Li’s stock price is likely to fall further as the company gears up for more cuts in its production numbers. Some Chinese drivers who want to own a premium smart electric vehicle are looking at the homegrown brands among the two national brands as a cheaper alternative to the more expensive smart electric vehicles, especially in terms of the price of an electric motor. However, Li’s management is looking at the broader picture and the company is targeting to grow its base of middle-income consumers in both the metropolitan and rural areas over the next few years. This will help it raise its earnings before the cuts in production begin. A top management executive told analysts on the sidelines of the company’s release that the company will release another set of five new models in the next two months with new technologies such as “smart chips” to give better support to drivers, pedestrians, and motorists.

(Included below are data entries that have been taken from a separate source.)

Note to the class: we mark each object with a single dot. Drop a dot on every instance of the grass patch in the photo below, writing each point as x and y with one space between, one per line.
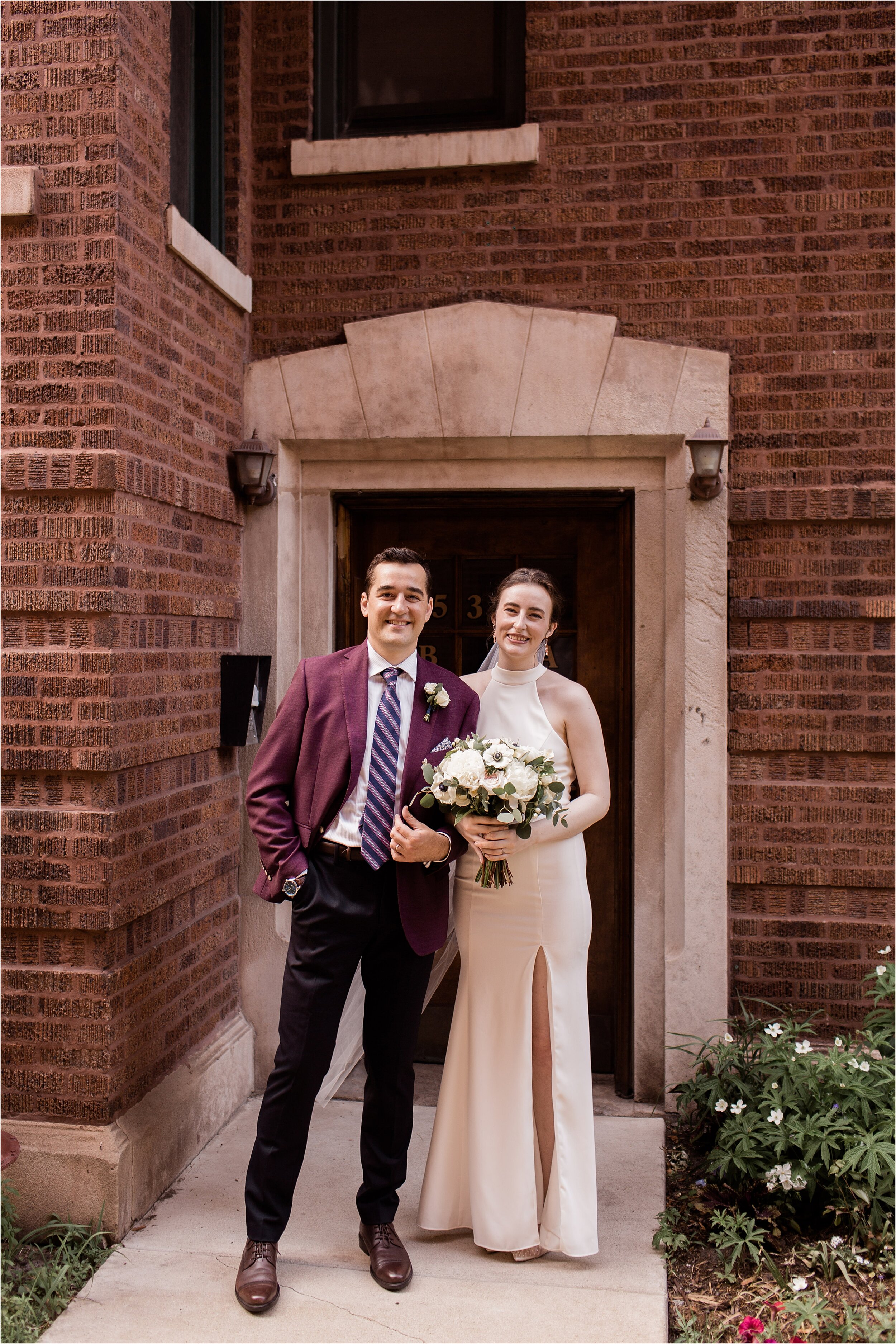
43 1270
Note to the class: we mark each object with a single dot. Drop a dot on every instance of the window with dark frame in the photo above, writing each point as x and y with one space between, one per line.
198 115
394 68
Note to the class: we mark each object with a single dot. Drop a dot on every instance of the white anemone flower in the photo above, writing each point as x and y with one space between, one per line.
497 756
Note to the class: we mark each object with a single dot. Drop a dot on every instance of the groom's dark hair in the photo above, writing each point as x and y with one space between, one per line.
398 555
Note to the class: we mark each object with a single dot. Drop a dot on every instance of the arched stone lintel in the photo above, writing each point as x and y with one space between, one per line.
487 370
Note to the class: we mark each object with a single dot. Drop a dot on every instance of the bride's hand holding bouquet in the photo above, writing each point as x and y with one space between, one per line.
494 791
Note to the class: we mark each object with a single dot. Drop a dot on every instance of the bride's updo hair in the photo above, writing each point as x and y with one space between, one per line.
524 576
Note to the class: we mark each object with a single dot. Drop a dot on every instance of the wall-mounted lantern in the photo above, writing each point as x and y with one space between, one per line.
244 690
707 445
254 460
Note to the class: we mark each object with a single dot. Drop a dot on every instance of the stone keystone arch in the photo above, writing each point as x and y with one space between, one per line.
495 397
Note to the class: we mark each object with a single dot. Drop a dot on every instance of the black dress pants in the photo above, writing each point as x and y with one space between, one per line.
344 913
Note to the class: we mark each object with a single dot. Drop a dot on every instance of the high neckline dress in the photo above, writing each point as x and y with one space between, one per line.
484 1170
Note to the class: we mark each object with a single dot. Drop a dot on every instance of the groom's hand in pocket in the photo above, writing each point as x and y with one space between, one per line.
413 842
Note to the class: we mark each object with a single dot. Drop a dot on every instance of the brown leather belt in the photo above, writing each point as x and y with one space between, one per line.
339 851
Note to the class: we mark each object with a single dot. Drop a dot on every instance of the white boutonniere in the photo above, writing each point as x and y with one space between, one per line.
437 698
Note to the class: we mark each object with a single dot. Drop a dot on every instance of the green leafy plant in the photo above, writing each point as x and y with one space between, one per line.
733 1236
42 1270
812 1124
667 1240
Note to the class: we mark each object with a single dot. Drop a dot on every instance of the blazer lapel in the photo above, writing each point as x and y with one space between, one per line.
420 737
355 668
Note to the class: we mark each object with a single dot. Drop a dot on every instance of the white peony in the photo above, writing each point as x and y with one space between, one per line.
523 779
468 768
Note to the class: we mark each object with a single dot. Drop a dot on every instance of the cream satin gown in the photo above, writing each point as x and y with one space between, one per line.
484 1170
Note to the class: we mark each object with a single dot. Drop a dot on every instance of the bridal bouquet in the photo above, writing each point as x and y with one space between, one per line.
495 779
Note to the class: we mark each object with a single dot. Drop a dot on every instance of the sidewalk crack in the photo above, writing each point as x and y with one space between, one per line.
358 1316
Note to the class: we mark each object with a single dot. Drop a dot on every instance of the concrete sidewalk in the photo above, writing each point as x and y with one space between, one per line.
172 1279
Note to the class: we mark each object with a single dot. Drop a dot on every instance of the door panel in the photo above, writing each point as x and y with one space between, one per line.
583 539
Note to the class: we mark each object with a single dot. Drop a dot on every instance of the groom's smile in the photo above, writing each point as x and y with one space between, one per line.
397 608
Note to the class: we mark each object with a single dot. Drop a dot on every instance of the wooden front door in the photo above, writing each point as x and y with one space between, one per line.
583 539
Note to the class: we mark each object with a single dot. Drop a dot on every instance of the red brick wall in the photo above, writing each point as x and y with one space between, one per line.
715 175
123 549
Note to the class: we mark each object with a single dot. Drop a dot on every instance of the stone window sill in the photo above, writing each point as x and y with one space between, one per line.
205 259
410 154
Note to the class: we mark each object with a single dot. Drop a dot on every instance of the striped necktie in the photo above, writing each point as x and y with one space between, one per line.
379 808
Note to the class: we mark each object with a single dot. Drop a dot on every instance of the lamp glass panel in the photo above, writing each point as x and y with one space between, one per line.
707 458
251 467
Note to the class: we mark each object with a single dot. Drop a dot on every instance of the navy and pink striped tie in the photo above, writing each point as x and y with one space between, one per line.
379 810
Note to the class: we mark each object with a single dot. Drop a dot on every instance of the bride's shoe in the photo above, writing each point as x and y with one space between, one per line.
530 1253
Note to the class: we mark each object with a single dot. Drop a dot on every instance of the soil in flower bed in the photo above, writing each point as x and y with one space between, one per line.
706 1307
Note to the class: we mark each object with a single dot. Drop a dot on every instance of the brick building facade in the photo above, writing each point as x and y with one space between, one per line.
712 174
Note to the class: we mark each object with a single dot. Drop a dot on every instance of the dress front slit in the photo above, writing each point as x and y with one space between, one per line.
484 1170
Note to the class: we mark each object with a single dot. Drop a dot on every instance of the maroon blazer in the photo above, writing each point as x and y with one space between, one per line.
311 760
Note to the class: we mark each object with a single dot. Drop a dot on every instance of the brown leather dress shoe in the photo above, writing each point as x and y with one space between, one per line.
390 1263
257 1287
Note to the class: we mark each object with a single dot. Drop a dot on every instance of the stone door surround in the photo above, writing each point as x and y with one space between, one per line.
506 397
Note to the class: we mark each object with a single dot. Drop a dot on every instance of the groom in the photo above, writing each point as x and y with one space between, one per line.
328 804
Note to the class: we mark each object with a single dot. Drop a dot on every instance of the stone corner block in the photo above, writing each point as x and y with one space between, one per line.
18 191
116 1173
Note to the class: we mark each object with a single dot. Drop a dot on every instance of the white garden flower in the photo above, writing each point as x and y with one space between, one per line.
468 768
497 756
523 779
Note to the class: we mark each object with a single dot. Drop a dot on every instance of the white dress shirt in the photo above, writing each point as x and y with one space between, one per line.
346 828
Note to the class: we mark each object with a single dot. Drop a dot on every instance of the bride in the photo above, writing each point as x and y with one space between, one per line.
512 1154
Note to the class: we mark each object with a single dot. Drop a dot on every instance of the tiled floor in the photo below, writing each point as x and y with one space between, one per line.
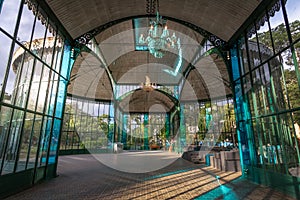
84 177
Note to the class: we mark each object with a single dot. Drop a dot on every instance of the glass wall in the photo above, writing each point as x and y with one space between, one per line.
265 62
32 88
205 127
87 125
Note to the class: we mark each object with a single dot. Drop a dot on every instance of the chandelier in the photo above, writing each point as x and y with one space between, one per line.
158 39
148 86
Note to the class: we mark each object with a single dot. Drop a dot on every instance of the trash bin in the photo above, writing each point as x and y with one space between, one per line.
207 159
118 147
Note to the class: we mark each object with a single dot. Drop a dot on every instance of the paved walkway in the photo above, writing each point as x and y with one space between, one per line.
84 177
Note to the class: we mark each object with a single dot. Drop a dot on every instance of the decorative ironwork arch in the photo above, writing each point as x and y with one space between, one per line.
216 41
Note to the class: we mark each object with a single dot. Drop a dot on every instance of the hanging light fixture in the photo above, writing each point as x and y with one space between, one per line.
148 86
158 39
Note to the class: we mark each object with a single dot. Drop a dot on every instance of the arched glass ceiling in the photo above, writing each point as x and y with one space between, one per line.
82 16
196 69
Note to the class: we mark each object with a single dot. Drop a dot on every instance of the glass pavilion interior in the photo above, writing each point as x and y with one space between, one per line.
79 76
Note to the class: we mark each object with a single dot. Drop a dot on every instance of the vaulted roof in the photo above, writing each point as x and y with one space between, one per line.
221 18
114 25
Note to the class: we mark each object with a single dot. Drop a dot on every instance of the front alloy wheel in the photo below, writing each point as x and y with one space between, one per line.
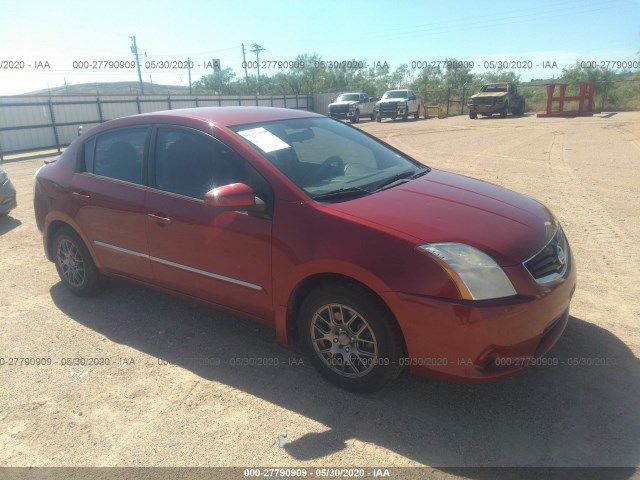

For instance, one of the new products is supposed to have GPS features. The program of the new Smart Electric Vehicle will also include an advanced computerized system for traffic and transportation management. A second major announcement made by the company regards the creation of a new series of battery electric vehicles to be marketed in China in partnership with local manufacturers. The project is said to cost over $1 billion, which is about six percent of the company’s current assets. The battery vehicles, which will be sold under the brand name of Liandi, are expected to cost less than ten thousand RMB (ten thousand dollars) for the standard model.
However, some Chinese drivers who want to own a premium smartev are looking at domestic brands to bolster their presence in China’s automobile markets. According to recent research by CIMB forecast, Li was the third largest selling vehicle brand in China in the first quarter this year. CIMB forecast that Li’s brand growth will continue to be above the expectations of industry watchers this year. This means that Li can keep its share of the lucrative Chinese car markets for the coming years and also emerge as a big player in global markets like Europe and the US.